A football team has members whose specific functions are important to execute a play. Every player must precisely interact with other team members like a fine-tuned machine. Failure to do so can result in chaos. So it is with the complex human immune system.
A new study published on September 16th in the journal “Cell” demonstrates that people who have the most severe cases of COVID-19 have an “uncoordinated” immune response.
The study’s results help explain the progression of the disease and help doctors and researchers to best utilize available therapies and to create the safest and most effective vaccines.
Donna Farber, an immunologist at Columbia University who was not involved in the research, stated, “This is probably the most comprehensive analysis of virus-specific immunity in people who either had COVID or are acutely infected.”
The new study concentrates on the three most important components of the adaptive immune system, which are the secondary defenses initiated after the primary immune system immune detects invading pathogens.
According to immunologist Shane Crotty of the La Jolla Institute for Immunology, who led the study with co-worker Alessandro Sette, “In general, if you had a response with all three, you tended to do well. People ended up running into trouble when they didn’t have a coordinated adaptive immune response.”
When the body discovers an unknown virus, non-specific immune cells, which attack any invader, respond immediately. They also release chemical couriers called cytokines to alert other types of immune cells. This “adaptive” response targets the specific pathogen then increases during the course of the illness.
One adaptive “arm” is comprised of antibodies that attach to and “neutralize” the virus. If the antibodies fail, the second arm of the adaptive immune system is comprised of “killer” T cells, who act as a second line of defense, recognizing and destroying infected cells. The third adaptive immune system arm is made up of helper T cells, which synchronize the production of antibodies, killer T cells, and the rest of the immune system.
Crotty, Sette, and the research team examined blood samples of 24 COVID-19 cases that ranged from mild to those that ended in death. The scientists compared the immune responses from the 24 cases with those of 26 recovered patients, and with a control group, composed of 65 people who had never been exposed to the virus. The age of participants ranged from 20 to 86-years-old.
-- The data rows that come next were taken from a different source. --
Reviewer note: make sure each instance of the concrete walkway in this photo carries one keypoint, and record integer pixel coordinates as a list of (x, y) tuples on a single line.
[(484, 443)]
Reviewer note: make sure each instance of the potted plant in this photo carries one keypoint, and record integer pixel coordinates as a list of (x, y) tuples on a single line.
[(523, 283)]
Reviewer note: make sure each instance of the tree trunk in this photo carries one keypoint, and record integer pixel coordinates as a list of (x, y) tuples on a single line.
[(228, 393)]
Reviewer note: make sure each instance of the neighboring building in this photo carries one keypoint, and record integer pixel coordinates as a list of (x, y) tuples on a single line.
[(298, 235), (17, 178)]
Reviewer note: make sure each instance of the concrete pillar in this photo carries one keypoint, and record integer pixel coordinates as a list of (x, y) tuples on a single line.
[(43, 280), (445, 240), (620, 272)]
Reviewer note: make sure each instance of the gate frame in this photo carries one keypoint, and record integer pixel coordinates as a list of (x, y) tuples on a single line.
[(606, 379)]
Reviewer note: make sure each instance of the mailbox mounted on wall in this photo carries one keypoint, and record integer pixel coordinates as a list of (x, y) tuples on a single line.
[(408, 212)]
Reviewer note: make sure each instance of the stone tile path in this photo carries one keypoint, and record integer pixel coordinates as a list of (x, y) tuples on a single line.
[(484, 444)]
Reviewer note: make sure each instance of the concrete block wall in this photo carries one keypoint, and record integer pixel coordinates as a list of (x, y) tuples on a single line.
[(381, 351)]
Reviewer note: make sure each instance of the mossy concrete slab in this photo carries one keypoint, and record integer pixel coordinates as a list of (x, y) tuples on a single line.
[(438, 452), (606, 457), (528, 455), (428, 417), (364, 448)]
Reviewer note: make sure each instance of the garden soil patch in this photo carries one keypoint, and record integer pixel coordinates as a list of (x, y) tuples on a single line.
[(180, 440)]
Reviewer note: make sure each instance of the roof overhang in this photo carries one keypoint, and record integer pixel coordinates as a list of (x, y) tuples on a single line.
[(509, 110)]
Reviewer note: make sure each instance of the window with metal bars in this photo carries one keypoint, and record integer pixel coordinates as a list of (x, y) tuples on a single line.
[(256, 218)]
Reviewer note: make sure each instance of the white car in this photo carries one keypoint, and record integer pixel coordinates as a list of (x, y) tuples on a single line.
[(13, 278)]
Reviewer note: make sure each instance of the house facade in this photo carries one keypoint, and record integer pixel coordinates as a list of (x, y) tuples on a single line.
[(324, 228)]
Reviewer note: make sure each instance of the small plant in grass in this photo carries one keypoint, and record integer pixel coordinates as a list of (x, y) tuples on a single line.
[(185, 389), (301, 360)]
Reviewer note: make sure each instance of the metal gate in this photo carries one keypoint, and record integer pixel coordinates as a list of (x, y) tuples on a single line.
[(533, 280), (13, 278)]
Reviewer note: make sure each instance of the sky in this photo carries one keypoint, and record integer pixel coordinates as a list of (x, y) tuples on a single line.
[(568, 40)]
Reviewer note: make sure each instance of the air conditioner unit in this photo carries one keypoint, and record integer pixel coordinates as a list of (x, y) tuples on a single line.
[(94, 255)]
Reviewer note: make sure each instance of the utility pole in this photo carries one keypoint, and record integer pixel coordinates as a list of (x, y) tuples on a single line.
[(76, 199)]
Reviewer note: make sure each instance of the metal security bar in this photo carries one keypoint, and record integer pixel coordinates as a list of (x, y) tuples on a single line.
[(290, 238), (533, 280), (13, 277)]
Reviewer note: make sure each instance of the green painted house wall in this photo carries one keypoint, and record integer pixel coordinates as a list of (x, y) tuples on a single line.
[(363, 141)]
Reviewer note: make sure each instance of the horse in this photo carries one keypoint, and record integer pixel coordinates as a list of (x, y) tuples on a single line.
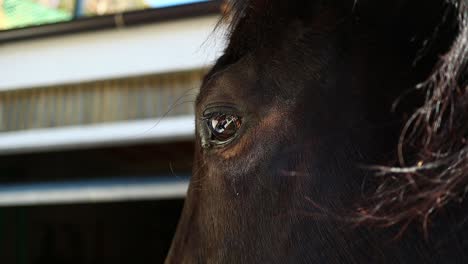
[(332, 132)]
Although this was a preliminary study involving a small number of people, there were some important findings. Researchers discovered that neutralizing antibody levels did not correspond with the severity of the disease. Patients who had the worst cases of COVID-19 had low levels of helper and killer T cells. “It looks like T cells play a more important role than antibodies during natural infection,” Crotty said.
Blood that was taken from the 10 participants who had an active COVID-19 infection, aged 65 or older, demonstrated that they were much more likely than infected younger people to have uncoordinated responses between the three components of the immune system.
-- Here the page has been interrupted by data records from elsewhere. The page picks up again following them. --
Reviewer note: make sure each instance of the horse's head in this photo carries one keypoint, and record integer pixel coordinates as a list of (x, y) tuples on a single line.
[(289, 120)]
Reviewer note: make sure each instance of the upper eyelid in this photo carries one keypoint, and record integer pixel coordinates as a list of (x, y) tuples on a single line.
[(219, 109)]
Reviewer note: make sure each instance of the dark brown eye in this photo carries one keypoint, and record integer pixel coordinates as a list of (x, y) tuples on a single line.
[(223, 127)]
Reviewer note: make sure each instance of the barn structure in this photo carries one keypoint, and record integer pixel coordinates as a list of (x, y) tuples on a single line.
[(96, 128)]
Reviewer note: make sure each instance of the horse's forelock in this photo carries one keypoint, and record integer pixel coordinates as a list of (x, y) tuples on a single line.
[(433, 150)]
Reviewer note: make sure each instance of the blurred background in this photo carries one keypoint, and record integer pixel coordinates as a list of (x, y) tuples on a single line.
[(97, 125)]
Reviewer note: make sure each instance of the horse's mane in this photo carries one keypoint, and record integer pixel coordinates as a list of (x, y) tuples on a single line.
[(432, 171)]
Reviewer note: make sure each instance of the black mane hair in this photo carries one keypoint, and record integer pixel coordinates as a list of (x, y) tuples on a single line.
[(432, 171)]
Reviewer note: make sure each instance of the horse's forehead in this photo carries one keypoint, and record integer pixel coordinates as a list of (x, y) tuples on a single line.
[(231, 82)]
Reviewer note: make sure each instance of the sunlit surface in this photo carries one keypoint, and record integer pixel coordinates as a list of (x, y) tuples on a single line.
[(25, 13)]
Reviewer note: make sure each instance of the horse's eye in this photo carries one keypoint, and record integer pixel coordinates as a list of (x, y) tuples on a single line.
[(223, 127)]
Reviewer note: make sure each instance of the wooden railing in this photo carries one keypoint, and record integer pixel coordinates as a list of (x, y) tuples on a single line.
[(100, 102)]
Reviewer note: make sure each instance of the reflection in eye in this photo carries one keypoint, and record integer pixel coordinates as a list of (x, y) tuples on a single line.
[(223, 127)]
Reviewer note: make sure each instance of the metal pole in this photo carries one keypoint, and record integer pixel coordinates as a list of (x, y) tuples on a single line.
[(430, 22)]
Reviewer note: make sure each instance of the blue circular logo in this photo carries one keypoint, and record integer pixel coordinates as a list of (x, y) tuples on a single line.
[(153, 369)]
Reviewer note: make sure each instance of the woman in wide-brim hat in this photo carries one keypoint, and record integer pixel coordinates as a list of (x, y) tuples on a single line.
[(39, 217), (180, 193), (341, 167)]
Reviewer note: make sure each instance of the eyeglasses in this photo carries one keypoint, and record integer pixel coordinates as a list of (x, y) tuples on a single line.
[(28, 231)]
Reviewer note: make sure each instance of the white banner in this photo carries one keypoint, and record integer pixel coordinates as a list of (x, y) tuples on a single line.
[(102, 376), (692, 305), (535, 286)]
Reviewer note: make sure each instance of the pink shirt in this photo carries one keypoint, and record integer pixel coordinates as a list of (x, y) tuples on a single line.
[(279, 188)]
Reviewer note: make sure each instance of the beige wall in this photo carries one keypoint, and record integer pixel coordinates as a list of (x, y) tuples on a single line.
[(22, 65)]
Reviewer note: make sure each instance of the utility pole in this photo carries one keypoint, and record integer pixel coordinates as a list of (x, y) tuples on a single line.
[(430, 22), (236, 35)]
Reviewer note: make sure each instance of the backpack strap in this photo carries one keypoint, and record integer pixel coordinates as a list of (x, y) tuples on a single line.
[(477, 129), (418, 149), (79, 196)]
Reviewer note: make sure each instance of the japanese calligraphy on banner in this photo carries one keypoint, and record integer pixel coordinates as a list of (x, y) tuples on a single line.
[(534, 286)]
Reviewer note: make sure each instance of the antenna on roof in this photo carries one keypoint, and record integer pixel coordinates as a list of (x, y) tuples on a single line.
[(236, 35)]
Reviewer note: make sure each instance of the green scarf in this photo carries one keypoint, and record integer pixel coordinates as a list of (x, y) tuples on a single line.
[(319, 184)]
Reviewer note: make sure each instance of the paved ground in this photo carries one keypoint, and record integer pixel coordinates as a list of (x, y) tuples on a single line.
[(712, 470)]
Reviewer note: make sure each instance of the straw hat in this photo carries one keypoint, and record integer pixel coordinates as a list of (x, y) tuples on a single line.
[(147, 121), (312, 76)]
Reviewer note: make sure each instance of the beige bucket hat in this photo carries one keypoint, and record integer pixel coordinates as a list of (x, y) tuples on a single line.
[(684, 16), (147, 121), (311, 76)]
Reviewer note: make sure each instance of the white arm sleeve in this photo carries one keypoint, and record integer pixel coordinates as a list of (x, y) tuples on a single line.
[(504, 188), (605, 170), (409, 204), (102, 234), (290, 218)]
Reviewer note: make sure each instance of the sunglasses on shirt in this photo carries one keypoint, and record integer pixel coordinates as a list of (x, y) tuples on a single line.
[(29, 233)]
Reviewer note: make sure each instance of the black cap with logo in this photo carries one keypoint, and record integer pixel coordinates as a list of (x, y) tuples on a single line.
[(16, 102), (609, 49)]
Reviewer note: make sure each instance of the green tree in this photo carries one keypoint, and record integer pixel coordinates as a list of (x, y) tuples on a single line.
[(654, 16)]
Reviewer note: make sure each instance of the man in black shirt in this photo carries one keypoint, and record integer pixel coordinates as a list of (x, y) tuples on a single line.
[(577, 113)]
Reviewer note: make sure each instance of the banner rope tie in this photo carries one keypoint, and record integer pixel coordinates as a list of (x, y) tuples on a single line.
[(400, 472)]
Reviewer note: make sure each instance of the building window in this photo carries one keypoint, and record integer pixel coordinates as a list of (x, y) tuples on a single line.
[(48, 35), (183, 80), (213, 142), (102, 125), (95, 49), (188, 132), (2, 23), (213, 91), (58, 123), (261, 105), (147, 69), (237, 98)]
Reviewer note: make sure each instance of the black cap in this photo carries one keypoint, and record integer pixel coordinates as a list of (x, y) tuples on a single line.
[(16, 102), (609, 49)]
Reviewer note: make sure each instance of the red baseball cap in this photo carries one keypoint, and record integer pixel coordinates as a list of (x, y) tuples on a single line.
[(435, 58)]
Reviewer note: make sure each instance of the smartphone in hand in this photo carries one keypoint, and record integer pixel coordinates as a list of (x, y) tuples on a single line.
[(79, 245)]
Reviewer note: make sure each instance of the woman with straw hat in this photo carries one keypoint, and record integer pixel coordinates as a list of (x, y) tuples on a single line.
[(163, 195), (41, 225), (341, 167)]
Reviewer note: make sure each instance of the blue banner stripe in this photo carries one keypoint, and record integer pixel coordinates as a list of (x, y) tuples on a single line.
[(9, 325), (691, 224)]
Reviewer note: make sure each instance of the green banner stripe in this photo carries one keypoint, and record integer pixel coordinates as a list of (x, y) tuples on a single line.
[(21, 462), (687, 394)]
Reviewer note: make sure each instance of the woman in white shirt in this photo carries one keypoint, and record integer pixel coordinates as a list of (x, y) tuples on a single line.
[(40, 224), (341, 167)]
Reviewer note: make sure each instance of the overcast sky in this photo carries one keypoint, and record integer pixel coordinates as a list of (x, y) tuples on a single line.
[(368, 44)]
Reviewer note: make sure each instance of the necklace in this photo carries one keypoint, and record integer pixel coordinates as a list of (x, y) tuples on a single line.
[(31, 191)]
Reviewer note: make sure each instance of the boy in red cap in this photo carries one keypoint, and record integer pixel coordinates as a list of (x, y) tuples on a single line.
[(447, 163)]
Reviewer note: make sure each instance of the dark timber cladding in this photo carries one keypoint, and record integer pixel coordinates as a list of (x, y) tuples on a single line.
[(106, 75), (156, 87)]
This age group also had fewer “naïve” T cells that can recognize novel pathogens, then develop into mature killer and helper cells, capable of launching a coordinated response to the SARS-CoV-2 virus.
According to Crotty, this study may shed light on the development of cytokine storms, which contribute to severe cases of COVID-19. “If you kick off an innate and adaptive immune response pretty quickly, you’re going to be fine. But if there’s a deficit of the adaptive arm’s T cells, the antibody response and cytokines by themselves often have trouble containing SARS-CoV-2, allowing the virus to grow to high levels. The innate system responds by pumping out still more cytokines. Maybe the virus gets so far ahead in those people that it’s too late for the adaptive immune system to catch up.”
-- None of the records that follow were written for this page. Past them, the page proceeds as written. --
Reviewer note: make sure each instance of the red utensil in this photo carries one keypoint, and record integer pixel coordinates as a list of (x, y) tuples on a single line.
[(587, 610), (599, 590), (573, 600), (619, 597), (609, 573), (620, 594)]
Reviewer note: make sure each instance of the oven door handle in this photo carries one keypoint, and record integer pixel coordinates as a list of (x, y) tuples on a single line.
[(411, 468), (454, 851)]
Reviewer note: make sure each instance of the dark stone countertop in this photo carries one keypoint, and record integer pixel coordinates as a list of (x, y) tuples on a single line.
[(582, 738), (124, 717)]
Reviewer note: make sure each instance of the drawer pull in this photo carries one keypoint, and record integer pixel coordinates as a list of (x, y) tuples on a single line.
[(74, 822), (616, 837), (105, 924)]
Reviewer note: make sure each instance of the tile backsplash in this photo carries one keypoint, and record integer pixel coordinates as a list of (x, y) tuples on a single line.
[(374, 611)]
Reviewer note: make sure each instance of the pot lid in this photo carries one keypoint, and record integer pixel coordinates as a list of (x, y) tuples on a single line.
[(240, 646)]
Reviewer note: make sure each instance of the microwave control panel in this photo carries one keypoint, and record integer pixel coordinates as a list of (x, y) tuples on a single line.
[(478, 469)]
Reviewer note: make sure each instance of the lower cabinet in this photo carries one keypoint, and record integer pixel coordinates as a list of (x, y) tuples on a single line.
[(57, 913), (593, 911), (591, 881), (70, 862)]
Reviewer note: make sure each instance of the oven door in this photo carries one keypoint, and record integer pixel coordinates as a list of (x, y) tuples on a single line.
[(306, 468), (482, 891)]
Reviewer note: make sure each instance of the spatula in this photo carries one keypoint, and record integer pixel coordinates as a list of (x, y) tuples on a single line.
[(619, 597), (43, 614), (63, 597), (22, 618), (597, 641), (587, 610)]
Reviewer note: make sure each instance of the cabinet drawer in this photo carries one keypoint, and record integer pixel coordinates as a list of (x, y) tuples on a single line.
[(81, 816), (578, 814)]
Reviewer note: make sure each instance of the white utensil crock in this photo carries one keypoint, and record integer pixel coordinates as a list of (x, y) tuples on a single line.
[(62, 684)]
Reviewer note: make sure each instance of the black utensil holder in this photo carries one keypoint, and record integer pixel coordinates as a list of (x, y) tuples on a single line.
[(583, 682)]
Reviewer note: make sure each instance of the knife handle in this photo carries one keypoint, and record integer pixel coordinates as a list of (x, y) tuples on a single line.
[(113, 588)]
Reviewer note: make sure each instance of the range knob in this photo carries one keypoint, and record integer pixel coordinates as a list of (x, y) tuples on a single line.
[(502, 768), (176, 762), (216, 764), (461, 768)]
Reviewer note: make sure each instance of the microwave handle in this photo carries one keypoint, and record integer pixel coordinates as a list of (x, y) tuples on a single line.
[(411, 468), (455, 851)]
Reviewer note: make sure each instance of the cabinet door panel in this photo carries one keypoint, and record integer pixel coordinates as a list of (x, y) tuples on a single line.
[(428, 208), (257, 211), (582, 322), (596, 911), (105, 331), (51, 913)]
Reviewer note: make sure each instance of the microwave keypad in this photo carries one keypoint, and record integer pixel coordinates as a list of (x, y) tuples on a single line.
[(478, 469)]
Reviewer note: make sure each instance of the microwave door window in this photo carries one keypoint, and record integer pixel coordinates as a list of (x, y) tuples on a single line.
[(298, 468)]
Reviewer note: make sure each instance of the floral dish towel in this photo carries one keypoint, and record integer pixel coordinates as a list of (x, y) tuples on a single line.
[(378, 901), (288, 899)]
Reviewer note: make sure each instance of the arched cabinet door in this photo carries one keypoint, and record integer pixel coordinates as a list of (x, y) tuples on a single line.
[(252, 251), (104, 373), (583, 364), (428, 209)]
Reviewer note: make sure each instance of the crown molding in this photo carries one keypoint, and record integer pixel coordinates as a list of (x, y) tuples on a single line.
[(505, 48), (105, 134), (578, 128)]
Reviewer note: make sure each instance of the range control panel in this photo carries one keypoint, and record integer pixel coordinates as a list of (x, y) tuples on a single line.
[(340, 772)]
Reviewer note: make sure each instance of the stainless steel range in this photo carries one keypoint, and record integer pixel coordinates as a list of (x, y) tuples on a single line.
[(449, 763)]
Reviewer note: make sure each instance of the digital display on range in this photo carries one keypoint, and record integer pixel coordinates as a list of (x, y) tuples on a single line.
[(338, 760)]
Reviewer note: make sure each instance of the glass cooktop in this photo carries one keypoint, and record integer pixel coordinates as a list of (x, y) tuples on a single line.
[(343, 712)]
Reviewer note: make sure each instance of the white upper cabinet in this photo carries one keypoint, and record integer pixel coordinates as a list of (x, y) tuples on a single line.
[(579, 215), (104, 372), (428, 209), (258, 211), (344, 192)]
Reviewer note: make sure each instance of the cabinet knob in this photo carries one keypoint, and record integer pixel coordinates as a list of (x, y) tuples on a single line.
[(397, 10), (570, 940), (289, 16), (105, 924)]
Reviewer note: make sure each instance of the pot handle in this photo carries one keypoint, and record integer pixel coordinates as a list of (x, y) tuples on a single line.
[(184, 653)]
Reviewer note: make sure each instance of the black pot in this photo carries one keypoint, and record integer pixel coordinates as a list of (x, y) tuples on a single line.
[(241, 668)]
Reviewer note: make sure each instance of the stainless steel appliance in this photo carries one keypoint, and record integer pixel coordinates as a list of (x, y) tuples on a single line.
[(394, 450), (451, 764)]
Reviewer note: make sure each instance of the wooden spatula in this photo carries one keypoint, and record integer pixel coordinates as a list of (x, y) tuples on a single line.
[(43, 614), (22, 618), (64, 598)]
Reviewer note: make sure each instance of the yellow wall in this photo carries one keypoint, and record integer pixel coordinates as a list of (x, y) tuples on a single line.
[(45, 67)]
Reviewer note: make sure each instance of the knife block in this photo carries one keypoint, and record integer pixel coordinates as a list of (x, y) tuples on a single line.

Corticosteroids, such as dexamethasone, which reduces the immune response, have the potential to save lives in severe cases. However, Crotty cautions against the early use of steroids. “You could really shoot yourself in the foot because this might be somebody whose adaptive immune response is just getting going.”
Farber, who studies lung and airway immunity, said, “You can assess patients based on their adaptive immunity profile; this is really important.” But Farber warns that the blood may not give a clear picture of the immune responses in respiratory tissues such as the lungs. “I don’t know if monitoring the blood is going to tell us what is going to prevent a mild case from becoming severe.”
Julie McElrath, Director of the Vaccine and Infectious Disease Division of the Fred Hutchinson Cancer Research Center, said that these “interesting findings” may guide COVID-19 vaccine makers to concentrate more on T cell responses. “Eliciting both antibody and T cell responses with vaccines is likely an important step to achieving efficacy against severe COVID-19.”
McElrath pointed out that a number of the vaccine efficacy trials aren’t analyzing T cell levels. She further stated that “teaching” an immune system to invoke substantial T cell responses against SARS-CoV-2 may require using more molecular components of the virus in a vaccine besides the spike protein.
Crotty said that measuring T cell response is problematic, but if current experimental vaccines prove to be less effective, there will be massive efforts to measure and increase T cell immune responses.
“If you can have a vaccine that has fantastic neutralizing antibodies and can sustain them, that really will be the big winner, but if the virus slips through, our data indicate that these T cell responses are probably really important, and probably even more important the older you are.”